Je pense aussi à la couleur dans le domaine de la spiritualité. Toute philosophie ou théologie religieuse a des couleurs qui l’incarnent. Dans l’hindouisme, le souci est vraiment fort. L’église catholique a aussi ses couleurs spécifiques. Je pense que la couleur est probablement une approche religieuse de la peinture.

Avez-vous l’impression que votre présence dans le monde de l’art et votre croissance servent une sorte de devoir social ?

Cent pour cent. C’est exactement ce qui se passe avec n’importe quel type de cadre de travail une fois qu’un certain statut est accordé. J’aime pouvoir connecter et montrer aux gens. En 2018, lorsque j’ai présenté mon premier spectacle, chez Nina Johnson à Miami, j’invitais le facteur local et la femme qui me tressait les cheveux, et ils venaient juste voir, et ils étaient tellement surpris par l’échelle.

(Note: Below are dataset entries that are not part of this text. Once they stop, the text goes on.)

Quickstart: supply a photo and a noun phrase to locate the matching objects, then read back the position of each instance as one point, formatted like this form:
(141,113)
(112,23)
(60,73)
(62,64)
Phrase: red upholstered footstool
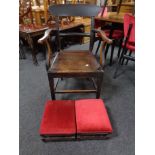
(68,120)
(92,120)
(58,120)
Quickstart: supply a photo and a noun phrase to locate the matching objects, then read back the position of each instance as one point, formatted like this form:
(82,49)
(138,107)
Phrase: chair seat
(58,118)
(117,34)
(130,46)
(74,62)
(92,117)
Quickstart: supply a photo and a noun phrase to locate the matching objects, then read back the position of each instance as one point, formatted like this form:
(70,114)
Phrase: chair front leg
(99,84)
(51,84)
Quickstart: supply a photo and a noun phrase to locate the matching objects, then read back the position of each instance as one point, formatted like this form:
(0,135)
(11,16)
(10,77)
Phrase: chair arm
(103,36)
(45,37)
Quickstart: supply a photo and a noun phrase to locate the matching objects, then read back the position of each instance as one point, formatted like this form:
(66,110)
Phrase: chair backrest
(82,10)
(129,20)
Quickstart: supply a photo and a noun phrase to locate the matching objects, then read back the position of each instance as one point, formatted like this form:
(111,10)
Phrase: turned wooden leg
(51,84)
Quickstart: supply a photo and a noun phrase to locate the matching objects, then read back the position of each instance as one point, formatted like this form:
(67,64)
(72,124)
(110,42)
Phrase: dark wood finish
(74,64)
(74,10)
(28,33)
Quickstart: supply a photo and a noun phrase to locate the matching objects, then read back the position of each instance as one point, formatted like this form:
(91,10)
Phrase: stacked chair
(128,45)
(74,119)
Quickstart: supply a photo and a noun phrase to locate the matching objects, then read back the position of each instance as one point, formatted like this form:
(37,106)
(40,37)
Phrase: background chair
(112,31)
(74,64)
(129,41)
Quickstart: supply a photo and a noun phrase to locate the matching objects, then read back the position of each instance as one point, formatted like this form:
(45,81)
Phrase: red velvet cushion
(92,117)
(58,118)
(117,34)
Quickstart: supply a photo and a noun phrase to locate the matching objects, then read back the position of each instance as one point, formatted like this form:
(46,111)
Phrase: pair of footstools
(71,120)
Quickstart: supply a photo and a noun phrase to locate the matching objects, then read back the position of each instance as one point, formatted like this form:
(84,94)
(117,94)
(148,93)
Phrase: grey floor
(118,95)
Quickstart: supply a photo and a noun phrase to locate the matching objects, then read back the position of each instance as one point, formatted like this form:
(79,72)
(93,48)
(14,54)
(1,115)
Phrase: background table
(28,33)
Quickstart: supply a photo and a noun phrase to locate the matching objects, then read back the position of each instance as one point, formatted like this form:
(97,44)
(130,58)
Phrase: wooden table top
(32,28)
(112,17)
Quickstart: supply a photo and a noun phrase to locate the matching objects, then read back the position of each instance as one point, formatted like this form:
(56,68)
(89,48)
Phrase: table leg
(30,42)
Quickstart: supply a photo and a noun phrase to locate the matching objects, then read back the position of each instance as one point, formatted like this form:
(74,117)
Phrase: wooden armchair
(74,64)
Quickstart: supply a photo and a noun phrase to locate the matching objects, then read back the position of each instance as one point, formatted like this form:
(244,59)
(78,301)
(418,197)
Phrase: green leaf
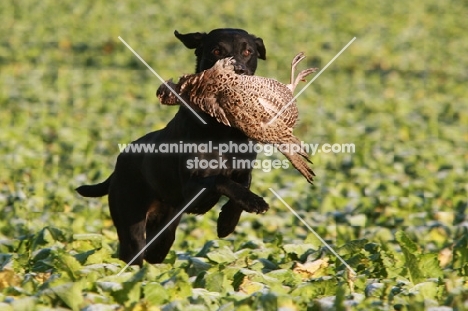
(70,293)
(406,242)
(129,294)
(215,282)
(155,293)
(410,250)
(222,255)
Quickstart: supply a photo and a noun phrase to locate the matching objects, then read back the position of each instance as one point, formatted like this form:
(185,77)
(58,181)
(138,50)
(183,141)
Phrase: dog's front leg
(237,193)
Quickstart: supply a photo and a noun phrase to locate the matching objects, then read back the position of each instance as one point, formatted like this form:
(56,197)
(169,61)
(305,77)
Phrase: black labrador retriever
(147,190)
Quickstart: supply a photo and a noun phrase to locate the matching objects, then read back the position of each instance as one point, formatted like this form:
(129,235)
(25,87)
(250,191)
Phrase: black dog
(147,190)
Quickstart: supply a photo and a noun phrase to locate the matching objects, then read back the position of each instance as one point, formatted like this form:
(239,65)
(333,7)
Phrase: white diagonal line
(162,80)
(313,231)
(160,232)
(310,82)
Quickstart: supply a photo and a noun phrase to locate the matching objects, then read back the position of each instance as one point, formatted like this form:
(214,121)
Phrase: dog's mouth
(241,70)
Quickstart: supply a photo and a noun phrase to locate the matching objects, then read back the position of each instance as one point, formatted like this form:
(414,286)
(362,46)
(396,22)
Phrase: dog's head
(225,42)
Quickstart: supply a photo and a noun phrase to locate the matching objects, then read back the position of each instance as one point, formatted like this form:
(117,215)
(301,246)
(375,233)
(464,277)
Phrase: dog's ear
(191,40)
(260,48)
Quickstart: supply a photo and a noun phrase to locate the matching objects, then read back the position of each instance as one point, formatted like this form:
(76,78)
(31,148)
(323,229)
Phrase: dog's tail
(94,191)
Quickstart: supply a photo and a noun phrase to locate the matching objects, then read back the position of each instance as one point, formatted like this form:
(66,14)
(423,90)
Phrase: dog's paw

Hier encore, une fille du café d’à côté m’a dit : « Qu’est-ce que tu fais ? Tu es toujours couvert de peinture. J’ai dit : « Je suis peintre. Et elle est comme, « Quoi? » Elle vient du Zimbabwe. Et j’ai dit : « Pourquoi ne viendrais-tu pas ? » Elle est venue à la fin de la journée et elle m’a dit : « Wow, tu fais ça ? Je ne savais pas qu’on pouvait faire ça. Je ne savais pas que les femmes noires pouvaient faire ça. C’est pourquoi je parle d’accessibilité. Parce que ces idées ne sont pas souvent introduites sur ce continent. Si je peux être là pour discuter de manière très démocratique avec les gens, ça me fait du bien.

Cette interview a été éditée et condensée pour plus de longueur et de clarté.